J'ai mis un peu de temps à trouver le lieu de cette discussion, dont la matière est tirée du fil sur les tournantes. Je voulais d'abord la mettre dans Fosse de Babel mais je me connais, tel que c'est parti je sais qu'on ne va pas tarder à parler cuisine, bouillons de sorcière et pharmacopées bizarres, donc plaçons-la sous la tutelle des divinités du Feu domestique.

C'est parti d'une observation de Lutfi :

Citation :
Pour ce qui est de la féminisation de la société contemporaine, on pourrait peut-être en faire une étude à partir des critères traditionnels sur le Yin et le Yang. Je ne suis pas sûr que l'on retrouverait toujours un déséquilibre en faveur du Yin, comme semble l'indiquer la couverture du livre de Soral (qui d'ailleurs dit en fait le contraire, car c'est le blanc qui est Yang, curieuse erreur, ou "lapsus" révélateur?). Dans certains domaines, il semble bien qu'il y ait un déséquilibre en faveur du Yin, et c'est le cas de la nourriture: avec une amie japonaise nous avions remarqué, en consultant un livre sur la question, que l'essentiel de la cuisine quotidienne en France aujourd'hui était Yin, au contraire du Japon où les tendances restent équilibrées. Mais constater une prédominance excessive du Yin dans ce domaine ne veut pas dire que l'on ne retrouverait pas le déséquilibre inverse dans d'autres domaines.

À laquelle je réponds :

Remarques très intéressantes, Lutfi, et qui méritent d'être poussées plus avant.

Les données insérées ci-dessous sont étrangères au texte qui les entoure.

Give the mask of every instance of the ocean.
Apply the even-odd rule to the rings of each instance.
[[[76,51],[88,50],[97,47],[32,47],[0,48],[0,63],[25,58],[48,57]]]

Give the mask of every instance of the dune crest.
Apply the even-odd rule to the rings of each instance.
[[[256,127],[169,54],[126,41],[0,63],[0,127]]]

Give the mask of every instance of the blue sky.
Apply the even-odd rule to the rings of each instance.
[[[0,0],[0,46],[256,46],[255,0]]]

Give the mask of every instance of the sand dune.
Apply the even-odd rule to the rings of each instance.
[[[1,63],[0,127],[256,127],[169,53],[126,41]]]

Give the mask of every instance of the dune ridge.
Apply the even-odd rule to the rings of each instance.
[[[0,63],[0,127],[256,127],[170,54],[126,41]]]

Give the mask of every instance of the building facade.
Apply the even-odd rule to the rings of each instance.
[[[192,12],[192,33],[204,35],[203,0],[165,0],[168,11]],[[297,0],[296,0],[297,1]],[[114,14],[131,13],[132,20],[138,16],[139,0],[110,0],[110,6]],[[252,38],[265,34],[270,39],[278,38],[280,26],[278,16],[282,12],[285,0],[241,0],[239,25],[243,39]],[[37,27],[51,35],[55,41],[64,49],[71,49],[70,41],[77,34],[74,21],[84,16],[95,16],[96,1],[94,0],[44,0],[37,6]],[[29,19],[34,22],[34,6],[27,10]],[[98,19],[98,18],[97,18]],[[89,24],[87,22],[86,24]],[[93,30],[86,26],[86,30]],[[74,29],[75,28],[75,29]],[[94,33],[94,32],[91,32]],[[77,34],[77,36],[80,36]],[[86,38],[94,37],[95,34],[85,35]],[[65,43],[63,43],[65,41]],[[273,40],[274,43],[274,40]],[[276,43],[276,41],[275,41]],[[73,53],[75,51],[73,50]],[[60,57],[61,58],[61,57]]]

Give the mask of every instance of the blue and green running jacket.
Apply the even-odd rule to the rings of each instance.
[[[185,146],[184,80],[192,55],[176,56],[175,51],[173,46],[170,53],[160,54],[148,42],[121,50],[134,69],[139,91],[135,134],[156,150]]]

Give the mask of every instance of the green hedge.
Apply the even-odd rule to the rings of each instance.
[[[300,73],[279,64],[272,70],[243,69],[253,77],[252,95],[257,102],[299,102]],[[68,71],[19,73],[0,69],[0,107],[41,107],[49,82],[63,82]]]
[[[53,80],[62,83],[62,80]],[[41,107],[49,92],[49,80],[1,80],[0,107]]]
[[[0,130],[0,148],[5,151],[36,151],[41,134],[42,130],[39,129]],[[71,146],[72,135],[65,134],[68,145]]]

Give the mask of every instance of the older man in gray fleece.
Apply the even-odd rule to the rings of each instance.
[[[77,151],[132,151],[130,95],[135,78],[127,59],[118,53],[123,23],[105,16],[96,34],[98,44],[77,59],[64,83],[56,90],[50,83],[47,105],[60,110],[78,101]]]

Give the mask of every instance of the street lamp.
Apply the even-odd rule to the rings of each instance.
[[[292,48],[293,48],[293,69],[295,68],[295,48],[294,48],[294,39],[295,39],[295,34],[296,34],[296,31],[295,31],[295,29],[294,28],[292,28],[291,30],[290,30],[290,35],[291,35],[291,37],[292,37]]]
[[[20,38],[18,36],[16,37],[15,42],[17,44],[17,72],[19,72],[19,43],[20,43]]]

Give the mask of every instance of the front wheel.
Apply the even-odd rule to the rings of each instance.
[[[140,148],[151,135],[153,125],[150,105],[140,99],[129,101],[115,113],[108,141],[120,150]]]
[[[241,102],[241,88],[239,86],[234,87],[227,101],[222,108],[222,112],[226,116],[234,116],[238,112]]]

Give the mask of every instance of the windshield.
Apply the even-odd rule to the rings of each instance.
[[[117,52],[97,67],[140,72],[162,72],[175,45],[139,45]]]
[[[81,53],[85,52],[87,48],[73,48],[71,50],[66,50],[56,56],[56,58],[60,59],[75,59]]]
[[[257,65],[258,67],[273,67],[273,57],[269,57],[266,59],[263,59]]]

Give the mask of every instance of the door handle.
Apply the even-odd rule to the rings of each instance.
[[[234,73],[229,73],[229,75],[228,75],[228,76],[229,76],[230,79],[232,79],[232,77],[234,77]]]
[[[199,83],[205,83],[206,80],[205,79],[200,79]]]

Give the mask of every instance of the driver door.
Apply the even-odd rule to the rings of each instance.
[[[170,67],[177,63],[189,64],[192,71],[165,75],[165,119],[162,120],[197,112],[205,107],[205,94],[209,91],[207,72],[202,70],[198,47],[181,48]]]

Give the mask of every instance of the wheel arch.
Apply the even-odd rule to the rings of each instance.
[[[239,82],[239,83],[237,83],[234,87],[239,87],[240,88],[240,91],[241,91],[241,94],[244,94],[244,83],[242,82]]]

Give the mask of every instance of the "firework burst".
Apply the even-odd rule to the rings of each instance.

Toutefois je les tempérerai en observant qu'on aurait tort de poser les principes en tant que femme = yin et homme = yang.
Yang est a priori présenté comme le "principe masculin", yin comme le "principe féminin", mais dans la réalité du taoïsme cela ne correspond pas à des considérations sexuelles ou même de genre. Ce sont des principes, rien de plus, et des principes qui se modulent. Dans l'absolu, l'homme n'est pas plus yin ou yang que la femme et inversement. L'homme est considéré comme yang "à l'extérieur", ce qui correspond à une nature yin intérieure, et c'est inverse pour la femme. De même, le yin féminin est une nourriture pour le yang de l'homme, et vice versa. Enfin, dans certaines maladies à prédominance yin (par exemple une rhino-pharyngite), il est déconseillé d'absorber des nourritures yang tant que le plus fort de la maladie n'est pas passé, car le yang apporté de l'extérieur aurait pour effet de nourrir le yang de la maladie et non le yang du malade... Tu vois, c'est pas simple.

Je ne crois donc pas que les principes yin ou yang aient une vraie signification dans l'orientation sexuelle (au sens de "féminisation" ou de "masculinisation") d'une société. Je ne crois pas non plus que la prédominance de nourritures yin dans une culture soit le signe d'une féminisation de cette culture, étant donné que corréler automatiquement le yin au féminin est un tic philosophique beaucoup plus occidental qu'asiatique (l'Occident est épris de causalité mécanique, l'Orient beaucoup moins).

D'ailleurs en ce qui concerne les nourritures yin ou yang, on est très loin d'avoir un répertoire précis en la matière. Bien sûr les Cantonais et autres Chinois traditionnels savent à quoi s'en tenir sur le caractère yin ou yang des substances qu'ils ingèrent, mais ce savoir est loin d'être partagé par tous, et il a tendance à différer, parfois de façon radicale, selon les écoles et les pays. Sans compter que ce savoir concerne plus l'alimentation traditionnelle que l'alimentation moderne de type international, sur laquelle il n'a pas forcément prise. La chose est encore compliquée par certains vulgarisateurs de l'alimentation de type taoïste, le plus redoutable ayant été George Ohsawa (promoteur de la macrobiotique, qui a par ailleurs causé des ravages physiologiques que je ne rappellerai pas ici), qui a élaboré à l'usage exclusif des Occidentaux crédules une diététique prétendument posée sur des bases asiatiques mais largement fantaisiste en ce qui concerne les bienfaits de certains aliments (riz complet par exemple) et, surtout, sur la classification yin et yang des aliments. Je mentionne Ohsawa parce que sa classification yin-yang continue à influencer de nos jours ce type de réflexion.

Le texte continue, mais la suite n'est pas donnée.